The US is the biggest producers of corn and as costs surged to record highs on Thursday, serious concerns have been sparked among economists and traders that there will be a detrimental effect on developing countries. The government has had to cut its yearly forecasts for corn production from a predicted 14.8bn bushels to 12.9bn.
Yesterday’s trading figures for corn were priced at $8.16 a bushel and there is speculation rates could hit as high as $9 a bushel by August. Rice, a staple food for some of the world’s poorest countries, seems to have emerged unscathed from the price hikes.
Some ministers have argued the current situation is nowhere near as bad as the shortages were a few years ago, which caused food riots in over 30 countries and around one billion people were going hungry.
“Prices are higher, and there’s no question about that, but we really had an extreme shortage of wheat in 2007-2008 and I don’t see that at this point,” said Chief economist at the US Department of Agriculture Joseph Glauber.
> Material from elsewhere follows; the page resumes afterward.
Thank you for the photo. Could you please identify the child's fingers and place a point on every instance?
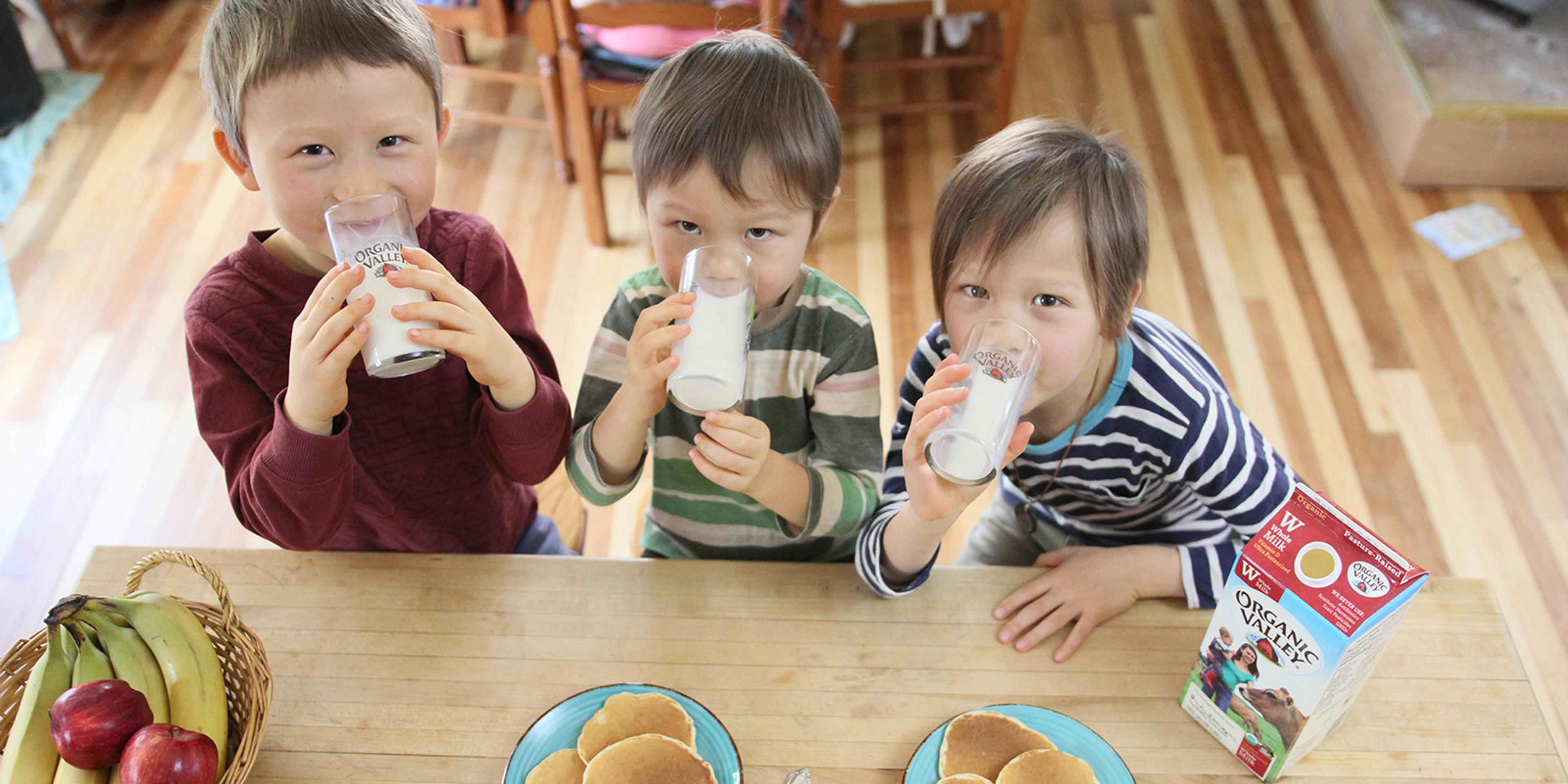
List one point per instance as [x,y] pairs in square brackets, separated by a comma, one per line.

However, a senior executive at a trading house told the FT the situation is “not even comparable to 2007-2008.”
“I’ve been in the business more than 30 years and this is by far and away the most serious weather issue and supply and demand problem that I have seen by a mile,” he said.
Tom Vilsack, the US agricultural secretary told ministers “if I had a rain prayer or a rain dance I could do, I would do it.”